I look into the face of a woman double my age at
least, who’s leaning on her knee in the dark corner of the top
bunk. I hadn’t realized that there were three of us in here.

“My brother,” I say too quickly, opening
up too fast. I’ve seen the TV shows, I know these people aren’t
on my side. But I’m so scared, and I want so badly for someone
to tell me it’ll be okay, and she looks like she’s been
here before.

“I’m sorry for, uh, waking you,” I
say as I wipe the rest of my eyes.

“Don’t worry about it, kid. Missy-moo
beneath me here is what’s keeping me up. Ever since they got
rid of the drunk tank, this place has gone downhill.” She gives
me a wry sort of smile, half-cunning, half-genuineness. She reminds
me of one of the customers at the bar. Someone that time and life
hasn’t been kind to.

But I guess we’re both in lockup, so maybe life
hasn’t been kind to either of us.

“Oh, yeah,” I reply, as if I know, but
she must be able to see me better than I can see her.

“Your hands are shaking. First time here?”
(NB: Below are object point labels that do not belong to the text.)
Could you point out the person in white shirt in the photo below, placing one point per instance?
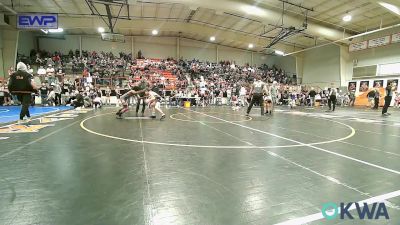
(257, 90)
(242, 96)
(41, 71)
(332, 98)
(50, 70)
(154, 104)
(51, 97)
(29, 69)
(108, 95)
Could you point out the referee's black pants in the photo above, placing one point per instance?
(388, 100)
(332, 102)
(256, 98)
(25, 100)
(143, 105)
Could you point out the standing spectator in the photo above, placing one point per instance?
(142, 86)
(376, 98)
(21, 84)
(257, 90)
(312, 95)
(41, 71)
(388, 99)
(352, 97)
(332, 99)
(50, 70)
(108, 96)
(44, 91)
(57, 91)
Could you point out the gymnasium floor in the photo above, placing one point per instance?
(199, 166)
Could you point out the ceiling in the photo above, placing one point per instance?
(234, 23)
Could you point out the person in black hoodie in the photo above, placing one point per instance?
(22, 85)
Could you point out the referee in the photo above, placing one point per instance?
(388, 99)
(22, 85)
(257, 90)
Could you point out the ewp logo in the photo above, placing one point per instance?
(37, 21)
(377, 211)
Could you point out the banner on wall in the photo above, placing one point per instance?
(352, 86)
(358, 46)
(37, 21)
(362, 88)
(395, 83)
(396, 38)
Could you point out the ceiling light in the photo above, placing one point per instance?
(347, 18)
(100, 30)
(58, 30)
(390, 7)
(253, 10)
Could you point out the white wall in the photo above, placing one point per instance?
(287, 63)
(26, 42)
(321, 66)
(156, 47)
(94, 43)
(203, 51)
(9, 43)
(70, 42)
(240, 57)
(380, 55)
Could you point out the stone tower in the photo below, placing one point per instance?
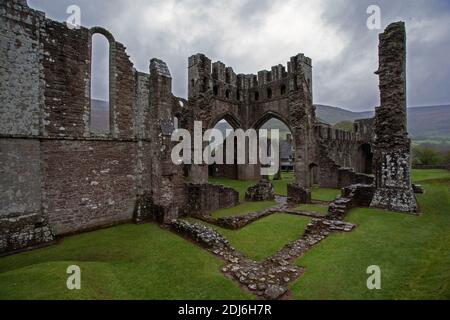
(392, 160)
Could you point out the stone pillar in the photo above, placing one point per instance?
(166, 189)
(392, 160)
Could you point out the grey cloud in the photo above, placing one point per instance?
(238, 34)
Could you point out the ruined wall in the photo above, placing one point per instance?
(22, 223)
(57, 176)
(206, 198)
(392, 145)
(341, 156)
(248, 101)
(87, 184)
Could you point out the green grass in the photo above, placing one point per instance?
(239, 186)
(325, 194)
(321, 194)
(322, 209)
(265, 237)
(125, 262)
(244, 208)
(146, 262)
(420, 176)
(413, 252)
(281, 185)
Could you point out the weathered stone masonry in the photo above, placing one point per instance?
(58, 177)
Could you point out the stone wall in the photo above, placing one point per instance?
(206, 198)
(392, 145)
(58, 177)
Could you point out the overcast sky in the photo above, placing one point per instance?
(252, 35)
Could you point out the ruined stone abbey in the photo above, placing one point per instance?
(58, 177)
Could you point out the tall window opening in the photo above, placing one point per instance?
(100, 65)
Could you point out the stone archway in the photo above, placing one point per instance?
(222, 123)
(365, 158)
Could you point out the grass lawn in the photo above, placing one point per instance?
(412, 252)
(318, 208)
(146, 262)
(265, 237)
(325, 194)
(240, 186)
(125, 262)
(419, 176)
(244, 208)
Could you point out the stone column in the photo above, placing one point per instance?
(166, 189)
(392, 160)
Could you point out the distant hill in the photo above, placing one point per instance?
(334, 115)
(423, 122)
(429, 122)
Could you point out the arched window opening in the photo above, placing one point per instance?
(286, 148)
(216, 90)
(229, 171)
(366, 159)
(100, 66)
(314, 174)
(205, 84)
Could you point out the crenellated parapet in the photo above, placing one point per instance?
(220, 80)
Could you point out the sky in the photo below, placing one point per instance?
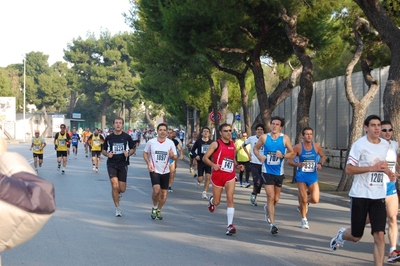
(48, 26)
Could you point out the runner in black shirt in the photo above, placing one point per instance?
(118, 146)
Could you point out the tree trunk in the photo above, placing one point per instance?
(281, 92)
(214, 106)
(359, 106)
(300, 44)
(223, 103)
(390, 34)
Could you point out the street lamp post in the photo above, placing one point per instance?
(24, 87)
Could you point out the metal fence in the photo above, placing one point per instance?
(330, 111)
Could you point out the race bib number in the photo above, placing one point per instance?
(376, 178)
(272, 159)
(118, 148)
(161, 156)
(227, 165)
(204, 148)
(309, 166)
(392, 166)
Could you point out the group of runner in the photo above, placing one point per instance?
(372, 160)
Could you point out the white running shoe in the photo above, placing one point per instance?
(266, 214)
(335, 242)
(304, 224)
(204, 195)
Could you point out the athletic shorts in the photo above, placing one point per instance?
(360, 207)
(159, 179)
(203, 168)
(275, 180)
(120, 172)
(391, 188)
(256, 173)
(96, 153)
(61, 154)
(40, 156)
(307, 178)
(219, 180)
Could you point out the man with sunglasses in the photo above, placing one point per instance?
(277, 146)
(223, 173)
(368, 162)
(60, 141)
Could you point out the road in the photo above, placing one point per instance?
(84, 231)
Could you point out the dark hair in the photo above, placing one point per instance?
(278, 118)
(118, 118)
(369, 118)
(224, 125)
(306, 128)
(259, 125)
(162, 125)
(386, 122)
(209, 130)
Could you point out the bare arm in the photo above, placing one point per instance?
(257, 147)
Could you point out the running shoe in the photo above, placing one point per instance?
(230, 230)
(394, 256)
(266, 214)
(304, 224)
(252, 199)
(211, 206)
(273, 229)
(335, 242)
(204, 195)
(158, 215)
(153, 214)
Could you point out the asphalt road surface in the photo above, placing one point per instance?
(84, 231)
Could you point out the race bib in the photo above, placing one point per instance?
(161, 156)
(272, 159)
(204, 148)
(376, 178)
(309, 166)
(118, 148)
(227, 165)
I look down at my hands before pressing my palms to
the table. “Yeah,” I murmur, honesty spilling from my
lips once more.

She hops down from the bed, away from the puddle
beneath our roommate’s face, and joins me at the table.

“What’re you in for?”

“Vagrancy,” I reply with a sneer, another
sob striking my chest. “I just... I ran away, and the motel was
full, so I was just sleeping in my car in the parking lot. I didn’t
know there was anything wrong with it!”

Her mouth goes into a line, the remnants of her lip
liner still visible. Watery blue eyes and light colored lashes peer
at me. “That’s a tough break, kid.”

“Why, what are you here for?”

She shrugs as if it’s nothing. “Solicitation.”
She pauses, then continues without needing to, “Prostitution, I
mean.”

I look away. “Oh.” My nose crinkles
before I force my eyes back to hers. “Is this... is it your
first time for that?”

She shakes her head and looks, for a second, so sad.

“Third time’s a charm, right sweetheart?”
she says, and my heart breaks for her. I don’t know the charges
or the sentence she’s facing, but I can’t imagine it’s
going to be lenient.

“I’m sorry,” I murmur gently.

She shakes her head and gives me a flimsy smile. “It
happens. But when you’re desperate, you take risks you wouldn’t
otherwise,” she says as she raises her chin towards me. “So
what has you on the run?”

“My brother...”

“The same one that you’re begging to come
get you?”

I laugh, the sound pathetic and soft. “Yup.”

Her face is instantly hard, and she leans in, talking
more quietly. “Has he hurt you? Laid hands on you?”